李继业一声令下,自有传令兵取出烟花,用火折子点燃引线,然后一团光影在天空炸开。
虎头山山门左近,骑着马的刘仁玉望见天空中的烟花信号,便笑意满满地对着身边的几个手下道:“看来继业他们很是得力,虎头寨已经被咱们拿在手里了。仁杰,你这就带着你的骑兵们到虎头山左近去转转,看看有没有漏网之鱼。如果有,男丁尽杀之,老弱妇孺带回来给王左挂处置。”
“是,大人。
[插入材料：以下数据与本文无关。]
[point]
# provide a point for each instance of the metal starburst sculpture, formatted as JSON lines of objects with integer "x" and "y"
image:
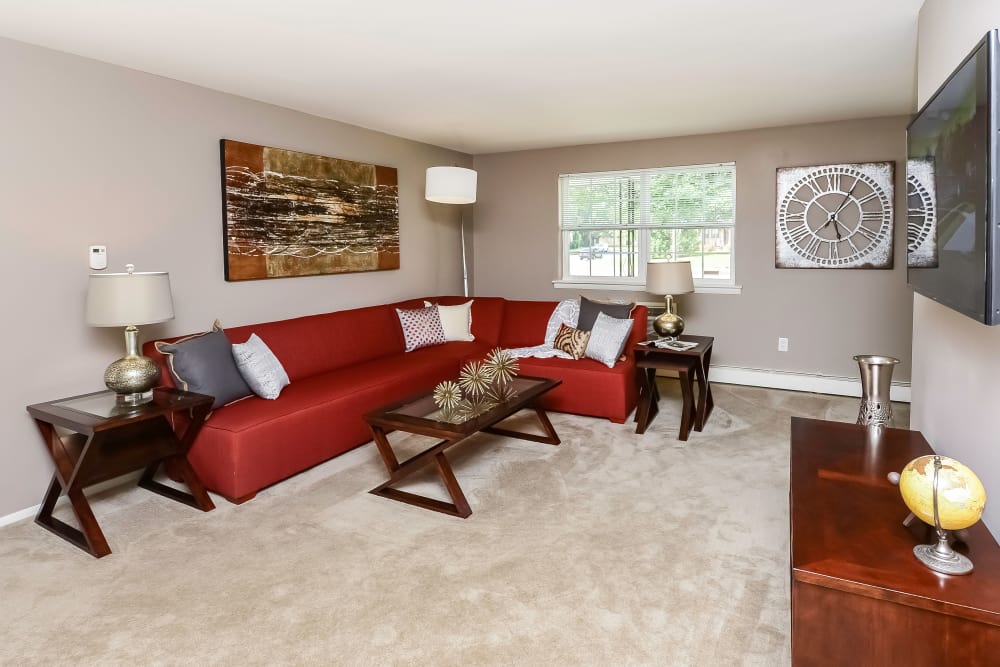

”刘仁玉得令,便带着手下一众骑士,分作十股,到虎头山左近巡弋去也。
此时,除去十几个亲卫之外,刘仁玉身边便都是王左挂所部归降之人。
此前在刘仁玉做出此等布置的时候,李继业等一众墩台旧将们还觉得这样做有风险,但是刘仁玉却毫不在意。
这却是因为一来,王左挂还没有拿到三尸脑神丹的解药;他不敢造次,二来却是因为这部降军已经预领了三个月粮饷,已然没有再反叛的理由。
是以刘仁玉才敢将这些降军放在自己身边。
其实说起来,投降的兵士们见刘仁玉敢只身与他们在一起,多多少少有些感动,他们还以为这是刘仁玉对他们的礼遇。
但其实却是刘仁玉无人可用,才不得不跟降军们一起上虎头山,仅此而已。
“左挂,这就跟着我上虎头山吧,等我去府库查验完山贼们的集藏,你就办你该办的事。记住,男女老幼,一个不留。”刘仁杰走后,刘仁玉便对着王左挂下令道。
“是,刘大人。”王左挂应上一声道。
“嗯,走罢。”
刘仁玉点一点头,便带着一众降军,径自奔虎头寨的山门方向而去。